Ken Irving - 2008-01-28

I have need for an object to know and use its name, something which it, strictly speaking, doesn't know.  The application is a web app, with several objects accessed via the Aggregate.do method.  The leaf objects need to put their name and a url in the output, but those things aren't necessarily available in the current setup.

I started in the typical fashion: straight on, head-first, creating some new options and dutiful populating them in the caller.  This of course works, but needs to be done explicitly for each use.

It finally dawned on me that I could use environment variables to serve this purpose, e.g., perhaps setting tob_object and tob_method as exported variables. Also, while I started thinking about the environment as a bash thing, that's far from the case, as it is a process feature provided by the kernel's fork and exec and the like functions.

In other words, environment variables could provide a useful means to achieve inter-process communication.  Actually, it would be a one-way communcation, so limited in scope, but still useful.

It probably makes sense to export a number of values in the original ``enabler'' call, though there's no need to go overboard with it.  I should heed the warning about over-worrying about new features, and just export what I need now.  For now I'm considering:

    tob_object_method
    tob_object
    tob_method
    tob_arguments

But not sure if it's worth doing the latter.
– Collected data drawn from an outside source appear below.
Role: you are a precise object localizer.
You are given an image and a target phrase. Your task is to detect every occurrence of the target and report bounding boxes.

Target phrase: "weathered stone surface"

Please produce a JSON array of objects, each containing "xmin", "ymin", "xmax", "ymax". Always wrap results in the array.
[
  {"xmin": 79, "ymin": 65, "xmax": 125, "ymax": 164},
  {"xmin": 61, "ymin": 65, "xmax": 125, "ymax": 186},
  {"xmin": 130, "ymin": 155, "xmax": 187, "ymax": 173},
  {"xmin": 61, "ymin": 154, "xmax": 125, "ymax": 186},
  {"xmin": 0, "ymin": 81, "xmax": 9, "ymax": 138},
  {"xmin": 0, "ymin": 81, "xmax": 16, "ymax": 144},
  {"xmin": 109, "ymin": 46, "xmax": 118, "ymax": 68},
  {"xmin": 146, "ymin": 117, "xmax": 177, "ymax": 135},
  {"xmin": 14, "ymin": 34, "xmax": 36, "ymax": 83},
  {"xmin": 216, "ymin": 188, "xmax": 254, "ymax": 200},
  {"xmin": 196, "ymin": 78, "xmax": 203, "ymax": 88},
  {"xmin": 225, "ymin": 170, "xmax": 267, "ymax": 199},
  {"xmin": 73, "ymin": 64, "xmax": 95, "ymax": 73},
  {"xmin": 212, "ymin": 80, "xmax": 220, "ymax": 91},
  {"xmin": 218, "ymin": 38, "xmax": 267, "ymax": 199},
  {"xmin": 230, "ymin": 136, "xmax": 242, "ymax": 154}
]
Not now at least.

The others are simple enough, but already have some interesting characteristics.  The tob_object_method variable is stored early on, and is essentially as given by the caller.  The tob_object, on the other hand, while described in the thinob.sh as the ``nominal'' object, comes after resolving symlinks and colon-delimited contained objects, so may not be useful for the web page and links need I have for it.  The first form should be sufficient, however.